Minimise, compress and cache the web application

To make loading the web application as quick as possible, we employ a number of techniques.

Minimisation - this is the automated rewriting of CSS and JavaScript
to use shorter variable names and strip comments and whitespace in
order to produce code that is smaller (and so quicker to download)
but works exactly the same. This is standard practice and we use
uglifyjs on all our code
Compression - This is again standard practice. We use gzip to
pre-compress all files and the nginx
gzip_static
extension so we can store the compressed files on disk and serve
them directly when a browser supports gzip (almost all of them).
This means we can immediately serve the file rather than having to
use CPU time to compress it for each download. It also means we can
use the maximum gzip compression level to squeeze out every extra
byte we can, as we only need to do the compression once rather than
many times.
Concatenation - we join together all code and data files for a
module into a single download. This includes not just javascript
code, but CSS styles, icons, fonts and other information encoded
into the javascript itself. This significantly reduces the number of
separate connections (which each require a SSL/TLS negotiation, TCP
window scale up to get to maximum speed, etc) and downloads, and
allows as much data as possible to be streamed in one go
Modularisation - we build our code into several core code blocks.
There is one main block for the application framework (something to
talk about in another post), and one block for each part of the
application (e.g. mailbox, contacts, calendar, settings, etc). So
loading the mailbox application requires downloading a few files;
the bootstrap loader, the application framework, the mailbox
application and some localisation data. No styles, images, fonts or
other content are needed.
Caching - each file downloaded includes a hash code of the content
in the filename. We store the content of each file in the browser’s
local storage area. This makes
it easy for us to see if we already have any particular application
file downloaded. If we do, we don’t even have to request it from the
server, we can just load it directly from the browser local storage.

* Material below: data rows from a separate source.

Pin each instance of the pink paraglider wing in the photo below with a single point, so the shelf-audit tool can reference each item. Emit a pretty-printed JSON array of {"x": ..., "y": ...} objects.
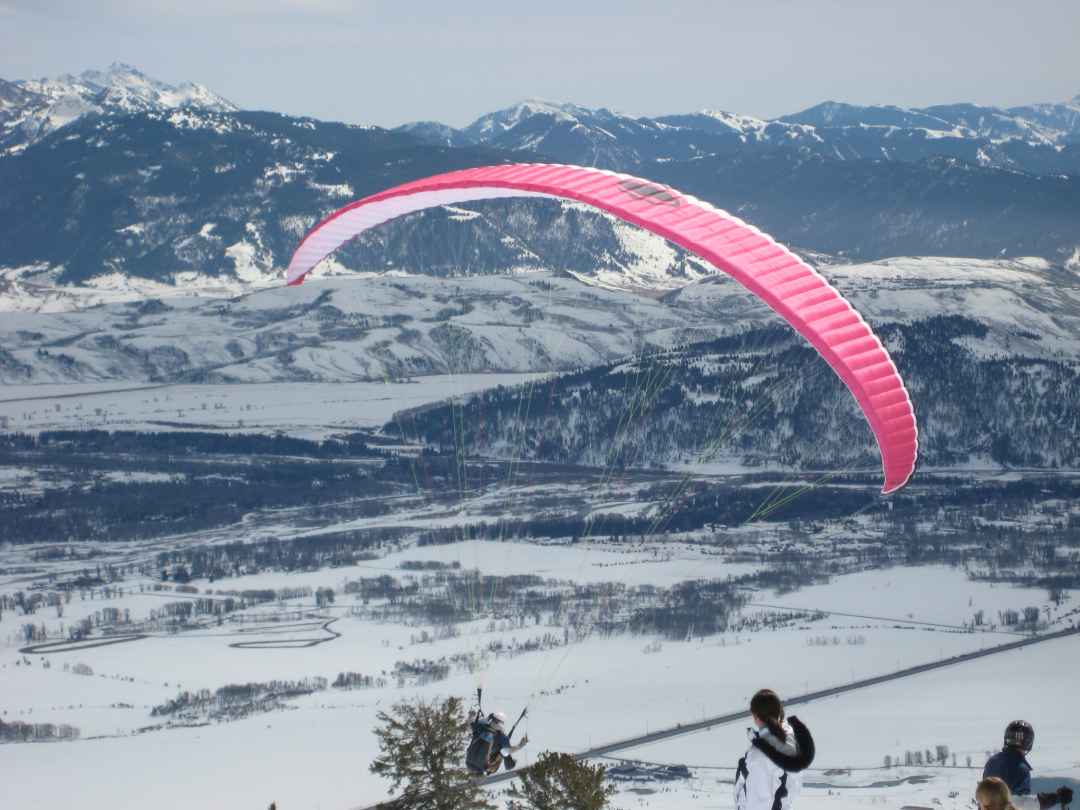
[{"x": 794, "y": 289}]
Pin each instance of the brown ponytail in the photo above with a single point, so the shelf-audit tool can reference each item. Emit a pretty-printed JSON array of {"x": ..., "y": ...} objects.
[{"x": 766, "y": 706}]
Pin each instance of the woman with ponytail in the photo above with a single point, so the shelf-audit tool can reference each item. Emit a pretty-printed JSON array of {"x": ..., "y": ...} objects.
[{"x": 768, "y": 777}]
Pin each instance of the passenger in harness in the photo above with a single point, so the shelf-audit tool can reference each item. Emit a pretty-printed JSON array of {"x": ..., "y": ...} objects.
[{"x": 490, "y": 744}]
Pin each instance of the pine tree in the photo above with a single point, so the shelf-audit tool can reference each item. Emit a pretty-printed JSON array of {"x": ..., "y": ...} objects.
[
  {"x": 559, "y": 782},
  {"x": 421, "y": 747}
]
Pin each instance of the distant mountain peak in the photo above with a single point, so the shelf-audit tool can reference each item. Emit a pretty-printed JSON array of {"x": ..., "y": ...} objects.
[{"x": 44, "y": 105}]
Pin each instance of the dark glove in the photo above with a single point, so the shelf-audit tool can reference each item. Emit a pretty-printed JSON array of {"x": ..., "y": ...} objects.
[{"x": 1063, "y": 795}]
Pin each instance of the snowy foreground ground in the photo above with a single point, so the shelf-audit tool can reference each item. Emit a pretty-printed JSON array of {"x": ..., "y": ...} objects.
[{"x": 316, "y": 755}]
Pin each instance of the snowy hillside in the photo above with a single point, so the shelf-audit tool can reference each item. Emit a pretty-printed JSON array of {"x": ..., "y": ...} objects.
[
  {"x": 170, "y": 185},
  {"x": 30, "y": 109},
  {"x": 988, "y": 351},
  {"x": 347, "y": 328},
  {"x": 1037, "y": 138}
]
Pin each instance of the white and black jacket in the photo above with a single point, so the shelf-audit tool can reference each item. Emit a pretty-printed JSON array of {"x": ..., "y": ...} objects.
[{"x": 769, "y": 777}]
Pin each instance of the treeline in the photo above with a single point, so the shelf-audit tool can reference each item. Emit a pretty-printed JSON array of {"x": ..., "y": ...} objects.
[
  {"x": 219, "y": 496},
  {"x": 766, "y": 399},
  {"x": 235, "y": 701},
  {"x": 37, "y": 731},
  {"x": 185, "y": 443},
  {"x": 273, "y": 554}
]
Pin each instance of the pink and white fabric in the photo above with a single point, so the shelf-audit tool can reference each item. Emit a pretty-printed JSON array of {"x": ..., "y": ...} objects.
[{"x": 793, "y": 288}]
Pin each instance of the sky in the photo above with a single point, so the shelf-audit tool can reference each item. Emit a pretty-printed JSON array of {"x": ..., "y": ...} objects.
[{"x": 387, "y": 63}]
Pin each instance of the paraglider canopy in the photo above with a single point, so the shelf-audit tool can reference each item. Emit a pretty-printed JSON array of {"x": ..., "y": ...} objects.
[{"x": 793, "y": 288}]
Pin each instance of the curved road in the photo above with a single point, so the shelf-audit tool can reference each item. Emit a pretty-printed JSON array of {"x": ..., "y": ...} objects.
[{"x": 689, "y": 728}]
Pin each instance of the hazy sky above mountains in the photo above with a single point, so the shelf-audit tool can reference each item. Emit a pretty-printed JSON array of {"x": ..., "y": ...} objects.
[{"x": 395, "y": 61}]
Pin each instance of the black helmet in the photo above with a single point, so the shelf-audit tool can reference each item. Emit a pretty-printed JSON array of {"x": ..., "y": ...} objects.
[{"x": 1020, "y": 734}]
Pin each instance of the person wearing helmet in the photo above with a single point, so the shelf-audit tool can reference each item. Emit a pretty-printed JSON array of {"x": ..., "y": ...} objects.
[
  {"x": 490, "y": 745},
  {"x": 1010, "y": 765}
]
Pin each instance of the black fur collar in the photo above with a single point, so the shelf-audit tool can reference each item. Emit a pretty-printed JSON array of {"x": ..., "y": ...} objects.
[{"x": 804, "y": 744}]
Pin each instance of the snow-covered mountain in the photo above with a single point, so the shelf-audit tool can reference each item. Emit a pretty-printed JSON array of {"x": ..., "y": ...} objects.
[
  {"x": 171, "y": 186},
  {"x": 1037, "y": 138},
  {"x": 987, "y": 349},
  {"x": 345, "y": 328},
  {"x": 30, "y": 109}
]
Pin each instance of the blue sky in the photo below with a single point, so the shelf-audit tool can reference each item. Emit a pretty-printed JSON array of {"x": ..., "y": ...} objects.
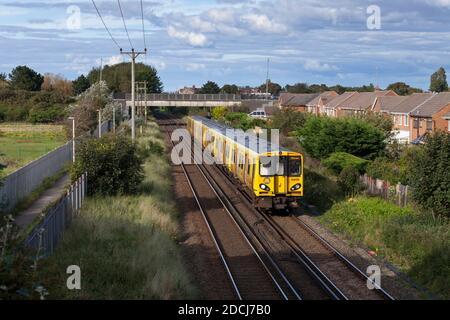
[{"x": 228, "y": 41}]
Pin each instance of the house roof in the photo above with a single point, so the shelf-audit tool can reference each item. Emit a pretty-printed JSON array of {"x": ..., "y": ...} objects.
[
  {"x": 296, "y": 99},
  {"x": 326, "y": 97},
  {"x": 339, "y": 99},
  {"x": 388, "y": 104},
  {"x": 432, "y": 105},
  {"x": 362, "y": 100},
  {"x": 411, "y": 102}
]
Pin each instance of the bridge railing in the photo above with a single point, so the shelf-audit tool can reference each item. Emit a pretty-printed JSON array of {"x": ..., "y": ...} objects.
[{"x": 181, "y": 97}]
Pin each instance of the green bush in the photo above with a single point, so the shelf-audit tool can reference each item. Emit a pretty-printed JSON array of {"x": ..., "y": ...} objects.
[
  {"x": 112, "y": 164},
  {"x": 430, "y": 174},
  {"x": 44, "y": 114},
  {"x": 416, "y": 242},
  {"x": 321, "y": 136},
  {"x": 338, "y": 161},
  {"x": 218, "y": 113},
  {"x": 349, "y": 181}
]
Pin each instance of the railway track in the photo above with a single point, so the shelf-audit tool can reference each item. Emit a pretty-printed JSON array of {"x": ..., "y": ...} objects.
[
  {"x": 251, "y": 270},
  {"x": 300, "y": 245}
]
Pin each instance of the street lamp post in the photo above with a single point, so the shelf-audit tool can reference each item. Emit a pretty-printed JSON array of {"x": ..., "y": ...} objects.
[
  {"x": 99, "y": 123},
  {"x": 73, "y": 138}
]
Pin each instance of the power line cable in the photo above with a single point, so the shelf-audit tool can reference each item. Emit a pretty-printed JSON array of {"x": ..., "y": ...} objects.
[
  {"x": 124, "y": 24},
  {"x": 143, "y": 25},
  {"x": 104, "y": 24}
]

Multiple API calls in each request

The API the client uses to talk to the server is based on a JSON protocol. It’s not an HTTP based RESTful type API.

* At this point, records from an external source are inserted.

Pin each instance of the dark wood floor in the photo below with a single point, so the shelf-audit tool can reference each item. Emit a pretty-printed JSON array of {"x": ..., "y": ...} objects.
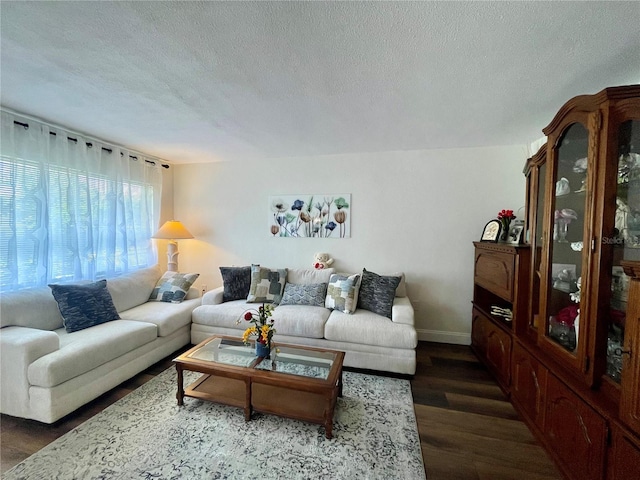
[{"x": 468, "y": 429}]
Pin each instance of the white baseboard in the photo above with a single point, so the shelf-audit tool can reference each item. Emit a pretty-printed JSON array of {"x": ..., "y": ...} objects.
[{"x": 437, "y": 336}]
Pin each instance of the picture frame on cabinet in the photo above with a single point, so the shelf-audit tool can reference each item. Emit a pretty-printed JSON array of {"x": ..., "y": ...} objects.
[
  {"x": 514, "y": 237},
  {"x": 491, "y": 231}
]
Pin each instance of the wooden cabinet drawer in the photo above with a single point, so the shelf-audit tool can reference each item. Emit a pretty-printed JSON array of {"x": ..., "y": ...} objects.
[
  {"x": 576, "y": 434},
  {"x": 493, "y": 345},
  {"x": 494, "y": 271},
  {"x": 528, "y": 385}
]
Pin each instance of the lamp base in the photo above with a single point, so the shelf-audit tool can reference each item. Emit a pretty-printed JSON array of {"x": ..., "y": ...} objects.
[{"x": 172, "y": 256}]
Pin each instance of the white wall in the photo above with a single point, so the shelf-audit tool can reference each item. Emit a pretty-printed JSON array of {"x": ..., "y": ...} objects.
[{"x": 415, "y": 212}]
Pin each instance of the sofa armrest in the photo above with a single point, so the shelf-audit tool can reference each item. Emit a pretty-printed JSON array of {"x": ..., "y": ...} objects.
[
  {"x": 19, "y": 347},
  {"x": 402, "y": 311},
  {"x": 213, "y": 297}
]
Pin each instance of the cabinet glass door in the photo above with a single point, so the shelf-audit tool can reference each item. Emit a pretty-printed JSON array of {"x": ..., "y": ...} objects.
[
  {"x": 564, "y": 267},
  {"x": 536, "y": 245},
  {"x": 626, "y": 240}
]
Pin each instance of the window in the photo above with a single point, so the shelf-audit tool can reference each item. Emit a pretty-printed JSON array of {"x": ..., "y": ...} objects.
[{"x": 71, "y": 208}]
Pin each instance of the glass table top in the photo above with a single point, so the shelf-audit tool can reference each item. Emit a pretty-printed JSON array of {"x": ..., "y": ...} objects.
[{"x": 284, "y": 359}]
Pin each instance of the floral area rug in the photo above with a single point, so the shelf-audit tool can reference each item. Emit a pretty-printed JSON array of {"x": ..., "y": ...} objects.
[{"x": 145, "y": 435}]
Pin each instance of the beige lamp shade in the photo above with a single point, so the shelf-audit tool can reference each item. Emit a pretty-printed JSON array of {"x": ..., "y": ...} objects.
[{"x": 171, "y": 231}]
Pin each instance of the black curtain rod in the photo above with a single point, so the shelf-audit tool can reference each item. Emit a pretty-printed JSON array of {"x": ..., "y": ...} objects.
[{"x": 90, "y": 145}]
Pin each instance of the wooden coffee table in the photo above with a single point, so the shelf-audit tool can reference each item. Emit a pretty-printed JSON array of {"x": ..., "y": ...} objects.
[{"x": 296, "y": 382}]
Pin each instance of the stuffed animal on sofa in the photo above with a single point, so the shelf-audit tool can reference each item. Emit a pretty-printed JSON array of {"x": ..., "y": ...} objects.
[{"x": 322, "y": 260}]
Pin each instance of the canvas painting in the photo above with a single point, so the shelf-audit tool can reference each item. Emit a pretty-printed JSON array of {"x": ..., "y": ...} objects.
[{"x": 310, "y": 215}]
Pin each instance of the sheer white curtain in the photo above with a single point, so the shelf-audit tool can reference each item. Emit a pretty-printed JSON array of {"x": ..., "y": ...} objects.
[{"x": 72, "y": 208}]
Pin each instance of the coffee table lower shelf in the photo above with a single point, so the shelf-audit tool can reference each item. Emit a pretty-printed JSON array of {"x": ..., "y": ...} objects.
[{"x": 255, "y": 396}]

The advantage of this is that we can send multiple commands in a single call to the server. This avoids multiple round trips back and forth to request data, which significantly slows things down on high latency connections (e.g. mobile devices, people a long way away from the server, etc).

For instance, our web client requests the users preferences, a list of user personalities, a list of user mailbox folders, all mailbox folder message/conversation counts, a list of user saved searches, the initial Inbox mailbox message/conversation list, and the users overall mailbox quota state, all in a single call to the server. The server can gather all this data together in one go, and return it to the client in a single call result.

Pre-calculate as much as possible

Certain pieces of data can be expensive to calculate. One significant example of this is message previews. Message meta data/headers such as the From address, Subject, etc are stored in a separate “cache” file in Cyrus (our IMAP server) and are thus quicker to access, but each message body is stored in its own separate file. This means that generating the previews for 20 messages would normally involve opening 20 separate files, reading and parsing out the right bits, etc.

To avoid this, we calculate a preview of each message when it’s delivered to the mailbox using an annotator process, and store that in a separate annotation database.

So fetching the preview for 20 messages now only requires reading from a single database file, and we can start pre-loading that file immediately after login as well.

There’s no one single thing that makes FastMail fast, it’s a combination of features, and we’re always working to tune those features even more to make the FastMail experience as fast as possible. When you call yourself FastMail, you’re really signalling one of your core features in the name, and that means we have to always think about it in everything we do.